LPEM FEB UI menyoroti bahwa berbagai negara seperti Australia, Inggris, Jerman, Malaysia, Singapura, Thailand, Vietnam, dan Filipina telah menjalankan skema subsidi upah yang lebih strategis dan berdampak langsung dalam mempertahankan lapangan kerja.

Beberapa contoh kebijakan yang dianggap efektif:

  • Australia – JobKeeper: Subsidi disalurkan ke perusahaan, dengan syarat pekerja tetap berada dalam daftar gaji.

  • Inggris – Furlough Scheme: Pemerintah menanggung hingga 80% gaji pekerja yang dirumahkan sementara.

  • Jerman – Kurzarbeit: Gaji pekerja yang jam kerjanya dikurangi tetap ditopang oleh negara agar perusahaan tidak perlu mem-PHK.

  • Malaysia – PSU: Bantuan diberikan langsung ke perusahaan, dengan komitmen untuk mempertahankan karyawan.

  • Singapura – Jobs Support Scheme: Pemerintah menanggung 25–75% upah pekerja lokal via perusahaan.

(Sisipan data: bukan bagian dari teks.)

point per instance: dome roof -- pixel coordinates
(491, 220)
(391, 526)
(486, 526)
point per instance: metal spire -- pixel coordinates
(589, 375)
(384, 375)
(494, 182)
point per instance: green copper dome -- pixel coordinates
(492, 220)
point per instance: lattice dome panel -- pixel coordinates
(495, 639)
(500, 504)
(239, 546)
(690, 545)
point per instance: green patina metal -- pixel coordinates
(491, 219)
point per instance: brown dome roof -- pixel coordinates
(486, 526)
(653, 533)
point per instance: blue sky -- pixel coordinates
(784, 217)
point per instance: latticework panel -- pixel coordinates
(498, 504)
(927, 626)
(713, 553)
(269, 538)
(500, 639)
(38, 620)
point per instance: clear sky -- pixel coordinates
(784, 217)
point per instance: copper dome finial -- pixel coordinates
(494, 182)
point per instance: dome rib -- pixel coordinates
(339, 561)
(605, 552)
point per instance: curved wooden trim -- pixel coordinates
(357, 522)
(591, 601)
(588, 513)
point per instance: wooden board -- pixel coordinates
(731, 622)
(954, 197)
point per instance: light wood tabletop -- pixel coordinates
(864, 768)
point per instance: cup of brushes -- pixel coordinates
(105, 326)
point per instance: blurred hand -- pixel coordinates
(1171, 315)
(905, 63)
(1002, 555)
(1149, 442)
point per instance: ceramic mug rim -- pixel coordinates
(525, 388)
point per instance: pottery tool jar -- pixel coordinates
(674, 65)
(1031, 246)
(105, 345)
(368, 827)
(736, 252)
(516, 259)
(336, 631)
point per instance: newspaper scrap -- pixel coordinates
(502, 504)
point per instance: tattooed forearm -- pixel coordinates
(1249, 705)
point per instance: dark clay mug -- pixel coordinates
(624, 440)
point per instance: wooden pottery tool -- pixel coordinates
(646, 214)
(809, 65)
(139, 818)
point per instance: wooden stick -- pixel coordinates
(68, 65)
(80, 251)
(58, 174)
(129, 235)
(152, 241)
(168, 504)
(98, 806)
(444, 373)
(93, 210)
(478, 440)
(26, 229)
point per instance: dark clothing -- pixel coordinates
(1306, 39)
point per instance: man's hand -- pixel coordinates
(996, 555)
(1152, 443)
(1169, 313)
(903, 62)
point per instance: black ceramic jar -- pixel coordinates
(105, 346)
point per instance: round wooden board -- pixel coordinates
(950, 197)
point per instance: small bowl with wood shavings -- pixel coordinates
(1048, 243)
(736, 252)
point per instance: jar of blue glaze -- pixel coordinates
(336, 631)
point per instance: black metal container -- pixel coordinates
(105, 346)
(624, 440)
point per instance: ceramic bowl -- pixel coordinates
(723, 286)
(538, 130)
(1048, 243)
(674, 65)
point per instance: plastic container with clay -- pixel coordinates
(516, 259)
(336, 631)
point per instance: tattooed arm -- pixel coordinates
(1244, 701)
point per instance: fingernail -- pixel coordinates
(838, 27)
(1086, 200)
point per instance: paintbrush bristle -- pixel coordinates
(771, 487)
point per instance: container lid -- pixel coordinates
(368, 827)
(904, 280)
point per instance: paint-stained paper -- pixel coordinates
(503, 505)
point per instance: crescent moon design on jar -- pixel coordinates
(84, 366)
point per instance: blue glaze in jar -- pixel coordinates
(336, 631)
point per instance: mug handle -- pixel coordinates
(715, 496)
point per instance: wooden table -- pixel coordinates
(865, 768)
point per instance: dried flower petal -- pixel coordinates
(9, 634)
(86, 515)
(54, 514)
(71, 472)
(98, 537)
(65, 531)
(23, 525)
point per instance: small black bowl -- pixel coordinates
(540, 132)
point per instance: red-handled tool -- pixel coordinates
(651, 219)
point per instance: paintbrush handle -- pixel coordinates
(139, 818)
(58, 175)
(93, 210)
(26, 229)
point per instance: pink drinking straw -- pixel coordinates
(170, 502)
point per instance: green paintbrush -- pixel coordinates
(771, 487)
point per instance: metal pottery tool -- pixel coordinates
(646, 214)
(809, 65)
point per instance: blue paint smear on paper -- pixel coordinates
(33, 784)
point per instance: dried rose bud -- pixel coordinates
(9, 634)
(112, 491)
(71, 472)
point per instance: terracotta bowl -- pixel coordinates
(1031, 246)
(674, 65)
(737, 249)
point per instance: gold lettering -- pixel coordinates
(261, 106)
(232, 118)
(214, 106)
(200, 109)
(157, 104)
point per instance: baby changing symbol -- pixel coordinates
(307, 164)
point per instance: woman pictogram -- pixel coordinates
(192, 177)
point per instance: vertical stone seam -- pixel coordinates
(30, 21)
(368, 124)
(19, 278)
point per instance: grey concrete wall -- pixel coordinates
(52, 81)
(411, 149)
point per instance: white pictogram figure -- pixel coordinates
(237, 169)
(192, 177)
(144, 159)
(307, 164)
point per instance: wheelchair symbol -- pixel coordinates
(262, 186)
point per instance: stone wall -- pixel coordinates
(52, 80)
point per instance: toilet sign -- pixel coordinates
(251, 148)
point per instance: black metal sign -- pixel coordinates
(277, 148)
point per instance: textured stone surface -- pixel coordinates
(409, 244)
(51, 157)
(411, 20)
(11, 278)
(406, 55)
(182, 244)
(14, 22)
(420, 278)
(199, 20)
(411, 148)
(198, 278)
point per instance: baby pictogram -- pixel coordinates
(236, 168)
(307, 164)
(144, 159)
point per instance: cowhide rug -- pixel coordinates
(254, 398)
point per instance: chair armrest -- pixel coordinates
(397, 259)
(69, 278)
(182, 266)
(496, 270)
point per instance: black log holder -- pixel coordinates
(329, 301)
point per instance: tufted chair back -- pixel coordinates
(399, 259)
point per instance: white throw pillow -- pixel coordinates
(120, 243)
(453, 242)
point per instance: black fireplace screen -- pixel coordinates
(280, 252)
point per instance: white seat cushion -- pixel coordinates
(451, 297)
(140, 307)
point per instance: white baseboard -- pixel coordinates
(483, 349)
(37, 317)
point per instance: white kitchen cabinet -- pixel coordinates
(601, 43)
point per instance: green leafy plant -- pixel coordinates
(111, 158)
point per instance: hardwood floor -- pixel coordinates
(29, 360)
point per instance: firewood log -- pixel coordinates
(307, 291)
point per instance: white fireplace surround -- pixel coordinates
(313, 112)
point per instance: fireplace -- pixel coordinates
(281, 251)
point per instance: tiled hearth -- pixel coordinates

  • Thailand – Co-payment Model: Pemerintah membayar 50% upah bagi pekerja yang dipertahankan.

  • Vietnam: Skema kombinasi untuk pekerja formal dan informal.

  • Filipina: Satu-satunya negara yang serupa dengan Indonesia, memberikan bantuan langsung ke rekening pekerja tanpa skema retensi kerja.

“Di negara-negara tersebut, subsidi upah menjadi instrumen retensi kerja formal, bukan hanya bantuan pendapatan sementara,” tulis LPEM dalam kajiannya.

Salah satu perbedaan kunci dari BSU Indonesia adalah mekanismenya yang tidak berbasis perusahaan, melainkan langsung dikirim ke rekening pekerja. Skema ini tidak disertai insentif atau kewajiban kepada perusahaan untuk mempertahankan pekerja yang menerima subsidi tersebut.

Selain itu, nilai BSU yang tetap (flat) tanpa menyesuaikan dengan proporsi gaji atau UMP membuat bantuan ini memiliki dampak terbatas dalam menjaga daya beli, terutama di kota-kota besar dengan biaya hidup tinggi.

“Tanpa pendekatan berbasis perusahaan dan tanpa pengait pada struktur upah, BSU sulit berfungsi sebagai instrumen perlindungan hubungan kerja,” ujar LPEM.

Kajian LPEM menyimpulkan bahwa pemerintah perlu meninjau ulang desain BSU, agar lebih efektif dalam mencegah PHK, bukan hanya memberi bantuan jangka pendek.

“Jika ingin mendorong stabilitas tenaga kerja, BSU harus diarahkan sebagai instrumen job retention, bukan sekadar cash transfer,” tegas tim LPEM FEB UI.